1. Field of Invention
The present invention is related to the manufacture of III-V light emitting and laser diodes, particularly towards improving the characteristics of the electrical contact to the p-type portion of the diode.
2. Description of Related Art
Gallium nitride (GaN) compounds have wavelength emissions in the entire visible spectrum as well as part of the UV. FIG. 1 illustrates a typical GaN-based light emitting diode (LED). Currently, most GaN-based LEDs are epitaxially grown on a sapphire or silicon carbide (SiC) substrate. A double hetero-structure that includes a nucleation layer, n-type layer, active region, p-type AlGaN layer, and a p-type layer of GaN is formed on the substrate. In general, the ability to fabricate ohmic contacts to the p-type layer is essential for the realization of reliable light emitting diodes and laser diodes. Ohmic contacts to p-type GaN are difficult to achieve because the attainable hole concentration is limited for Mg-doped III-nitride based semiconductors. In addition, many light-emitting diodes and vertical cavity surface-emitting laser diodes use thin, transparent metal contacts. The choice of metals is limited and metal layers need to be thin, e.g. <15 nm, to reduce light absorption. Because there is poor lateral current spreading in p-type GaN, the metal layers typically cover nearly the entire device area.

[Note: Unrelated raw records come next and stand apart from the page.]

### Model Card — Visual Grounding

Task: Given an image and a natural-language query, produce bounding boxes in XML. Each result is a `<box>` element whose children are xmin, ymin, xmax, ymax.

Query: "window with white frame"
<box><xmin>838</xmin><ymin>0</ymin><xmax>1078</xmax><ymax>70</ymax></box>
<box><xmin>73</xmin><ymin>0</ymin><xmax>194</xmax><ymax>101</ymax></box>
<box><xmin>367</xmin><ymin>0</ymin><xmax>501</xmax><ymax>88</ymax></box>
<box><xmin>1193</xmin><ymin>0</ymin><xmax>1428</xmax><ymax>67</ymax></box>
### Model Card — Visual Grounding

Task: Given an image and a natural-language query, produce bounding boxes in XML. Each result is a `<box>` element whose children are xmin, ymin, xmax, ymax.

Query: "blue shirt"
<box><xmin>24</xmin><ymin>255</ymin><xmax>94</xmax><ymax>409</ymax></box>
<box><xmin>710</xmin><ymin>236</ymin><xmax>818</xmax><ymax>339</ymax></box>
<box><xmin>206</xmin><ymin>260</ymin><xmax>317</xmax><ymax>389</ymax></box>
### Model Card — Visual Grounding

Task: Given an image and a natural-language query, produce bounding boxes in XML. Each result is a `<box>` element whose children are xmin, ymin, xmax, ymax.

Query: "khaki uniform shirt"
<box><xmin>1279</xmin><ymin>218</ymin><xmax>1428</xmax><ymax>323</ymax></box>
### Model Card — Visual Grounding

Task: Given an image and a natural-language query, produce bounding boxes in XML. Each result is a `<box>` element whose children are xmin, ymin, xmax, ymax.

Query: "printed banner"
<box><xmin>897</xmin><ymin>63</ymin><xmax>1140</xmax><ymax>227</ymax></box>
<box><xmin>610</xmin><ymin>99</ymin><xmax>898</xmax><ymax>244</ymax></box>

P-type conductivity for GaN is achieved by doping with Mg, which substitutes for gallium in the GaN lattice and acts as an acceptor (MgGa). MgGa introduces a relatively deep acceptor level into the band gap of GaN. As a consequence, only ˜1% of the incorporated Mg acceptors are ionized at room temperature. To illustrate, a Mg concentration ([Mg]) of ˜5e19 cm−3 is needed to achieve a room temperature hole concentration of ˜5e17 cm−3. Further, Mg-doped GaN requires a post-growth activation process to activate the p-type dopants. The post-growth activation process may be, for example, thermal annealing, low-energy electron-beam irradiation, or microwave exposure. For conductivity-optimized Mg-doped GaN layers, [Mg]<5 e19 cm−3, the acceptor concentration (NA) is about equal to the atomic Mg concentration and the resistivity can be around 1 Ω cm or less. These layers may be referred to as “p-type conductive layers”. Increasing the Mg content beyond approximately 5e19 cm−3 does not translate to higher acceptor concentration. Typically, a reduction of NA is observed when the [Mg] exceeds a certain maximum concentration and the layer becomes resistive.